But there is no denying that Carnegie missed the mark on the peace issue. Almost 100 years later, we are left with painful questions. How did Carnegie’s dream for peace go so sour? Why was there so little moral progress in international relations? Why was his civilized approach to conflict so marginalized? And why did the 20th century end as the century of mass murder, featuring world wars, atomic weapons, genocide, and seemingly endless cycles of ethnic conflict?
Perhaps more importantly for us, what makes us think we can do better in the 21st century? As president of the Carnegie Council, I am beginning to plan for the Council’s Centennial in 2014. If 1914 held out the prospect of perpetual peace, 2014 certainly looks like the acceptance of permanent war.

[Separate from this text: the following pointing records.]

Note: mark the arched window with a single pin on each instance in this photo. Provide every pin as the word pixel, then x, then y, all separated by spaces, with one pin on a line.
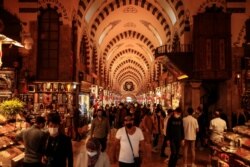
pixel 48 45
pixel 84 53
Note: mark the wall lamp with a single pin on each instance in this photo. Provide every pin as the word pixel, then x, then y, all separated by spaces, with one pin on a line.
pixel 7 40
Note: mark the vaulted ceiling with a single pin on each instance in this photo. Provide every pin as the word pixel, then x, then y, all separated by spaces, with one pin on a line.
pixel 126 33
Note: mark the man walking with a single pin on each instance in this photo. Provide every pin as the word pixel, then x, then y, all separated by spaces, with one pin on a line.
pixel 175 135
pixel 191 127
pixel 100 129
pixel 34 140
pixel 131 140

What should we make of this? And how will this look to our successors in 2114?
This lecture is my attempt at an answer. It is my report to Mr. Carnegie 100 years on. And it is the first draft of a letter I am planning to put in a time capsule for the Carnegie Council bicentennial in 2114.

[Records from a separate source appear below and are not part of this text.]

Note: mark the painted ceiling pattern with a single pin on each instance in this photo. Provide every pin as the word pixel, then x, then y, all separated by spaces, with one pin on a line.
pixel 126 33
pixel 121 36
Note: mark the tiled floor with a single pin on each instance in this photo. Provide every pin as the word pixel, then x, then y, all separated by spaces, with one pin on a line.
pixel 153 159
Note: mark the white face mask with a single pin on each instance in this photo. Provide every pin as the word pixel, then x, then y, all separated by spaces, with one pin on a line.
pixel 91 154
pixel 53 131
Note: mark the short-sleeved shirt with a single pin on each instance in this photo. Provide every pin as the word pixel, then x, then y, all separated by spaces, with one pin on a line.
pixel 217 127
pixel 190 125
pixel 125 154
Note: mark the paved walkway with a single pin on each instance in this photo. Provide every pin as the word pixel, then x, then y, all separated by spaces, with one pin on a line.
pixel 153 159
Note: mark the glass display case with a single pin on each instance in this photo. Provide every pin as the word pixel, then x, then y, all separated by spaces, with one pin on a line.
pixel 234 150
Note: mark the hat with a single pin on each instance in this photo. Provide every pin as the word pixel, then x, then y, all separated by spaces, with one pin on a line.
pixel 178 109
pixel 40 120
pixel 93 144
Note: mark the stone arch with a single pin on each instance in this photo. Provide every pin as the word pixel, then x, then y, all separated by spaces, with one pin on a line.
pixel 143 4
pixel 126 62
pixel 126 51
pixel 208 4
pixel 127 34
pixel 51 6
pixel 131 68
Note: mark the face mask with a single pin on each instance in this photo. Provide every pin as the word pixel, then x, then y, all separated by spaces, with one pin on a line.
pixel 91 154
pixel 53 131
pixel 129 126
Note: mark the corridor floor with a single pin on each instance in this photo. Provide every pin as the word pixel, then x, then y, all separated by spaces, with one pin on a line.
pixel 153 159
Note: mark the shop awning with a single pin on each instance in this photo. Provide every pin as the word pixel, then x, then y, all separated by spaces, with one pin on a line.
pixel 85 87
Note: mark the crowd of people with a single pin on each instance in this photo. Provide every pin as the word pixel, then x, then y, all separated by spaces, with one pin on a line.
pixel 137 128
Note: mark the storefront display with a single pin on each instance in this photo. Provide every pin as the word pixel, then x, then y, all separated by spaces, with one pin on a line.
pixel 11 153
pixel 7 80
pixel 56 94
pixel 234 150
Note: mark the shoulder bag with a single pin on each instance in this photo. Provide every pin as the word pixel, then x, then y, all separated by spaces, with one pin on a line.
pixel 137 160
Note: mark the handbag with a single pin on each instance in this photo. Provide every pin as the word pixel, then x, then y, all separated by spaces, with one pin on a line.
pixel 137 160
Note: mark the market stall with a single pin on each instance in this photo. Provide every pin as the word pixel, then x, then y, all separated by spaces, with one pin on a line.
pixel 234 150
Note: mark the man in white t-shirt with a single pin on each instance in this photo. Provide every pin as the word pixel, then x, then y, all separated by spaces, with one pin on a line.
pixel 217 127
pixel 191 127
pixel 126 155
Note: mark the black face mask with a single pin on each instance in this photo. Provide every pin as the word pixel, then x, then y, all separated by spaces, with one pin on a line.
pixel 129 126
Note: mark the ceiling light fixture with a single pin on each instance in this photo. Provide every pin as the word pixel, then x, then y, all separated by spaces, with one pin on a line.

Three No’s and Three Yes’s
Experience tells us that moving forward we would be wise to stop three common patterns of behavior by asserting three no’s for international politics: no crusading; no nihilism, and no equivalence. The failures of the past 100 years seem to fall into one of these three baskets: excessive and naïve moralizing on the one hand; crude and erroneous dismissals of moral concern on the other; and the fallacies of moral relativism in between. Each of these failures needs to be recognized, clarified, explained and stopped. Each no then needs to be answered with a yes—a positive principle upon which to build a global ethic.
First, let’s consider the problem of excessive moralizing, or what Hans Morgenthau called “the crusading spirit.” The crusading spirit is found in many ideologies—”isms” and doctrines that are often absolute and always universal and abstract. Absolutes and moral abstractions in politics should raise a red flag. Ideologies like nationalism, Marxism, communism, religious fundamentalism and even Western liberalism in the wrong hands, have been great simplifiers, prone to excesses of political operators who use them to cloak their political interests in the guise of high-minded moral purpose.

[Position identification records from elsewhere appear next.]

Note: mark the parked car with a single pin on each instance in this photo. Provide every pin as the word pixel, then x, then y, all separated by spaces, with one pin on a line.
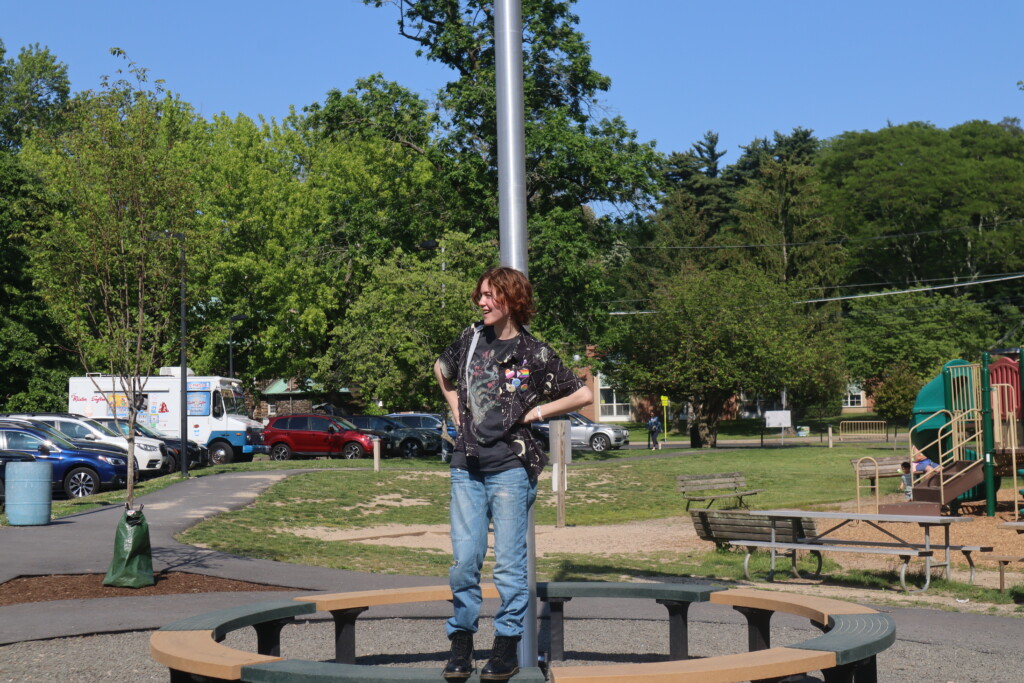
pixel 10 457
pixel 401 440
pixel 586 434
pixel 312 435
pixel 150 453
pixel 430 421
pixel 199 456
pixel 76 471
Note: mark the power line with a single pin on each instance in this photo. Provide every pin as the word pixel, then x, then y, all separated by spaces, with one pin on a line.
pixel 913 291
pixel 863 296
pixel 855 286
pixel 838 241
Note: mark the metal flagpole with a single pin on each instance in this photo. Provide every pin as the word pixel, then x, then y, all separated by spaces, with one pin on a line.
pixel 512 223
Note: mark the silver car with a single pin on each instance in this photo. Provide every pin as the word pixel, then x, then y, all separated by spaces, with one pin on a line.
pixel 587 434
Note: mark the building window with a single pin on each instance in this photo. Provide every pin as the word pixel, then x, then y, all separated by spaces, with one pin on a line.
pixel 612 404
pixel 854 396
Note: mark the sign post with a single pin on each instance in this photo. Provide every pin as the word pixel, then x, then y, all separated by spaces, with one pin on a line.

Ideology and moral abstractions in politics tend to lead to what philosophers call a monism: a commitment to a single unified doctrine. Historians point out that monisms in politics have long been a road to ruin. The atrocities of the 20th century are largely attributed to the monisms of the fascists and the communists (Hitler, Stalin, Mao)—utopians all, each with a universal project that would entertain no resistance.
Moral aspirations never stand outside of the context of power and interests. Woodrow Wilson’s post-World War I dream to “make the world safe for democracy” by instituting collective security through a League of Nations was indeed a laudable, moral goal, as was Mr. Carnegie’s similar dream before the war. But Carnegie and Wilson missed an important point. The aspiration alone was not enough. Nations act on their perceived interests. Collective security depends on all nations within the system to see their interests the same way—to see the same threats, and to be willing the pay similar costs in blood and treasure. This wasn’t the case then, and it’s not yet the case now.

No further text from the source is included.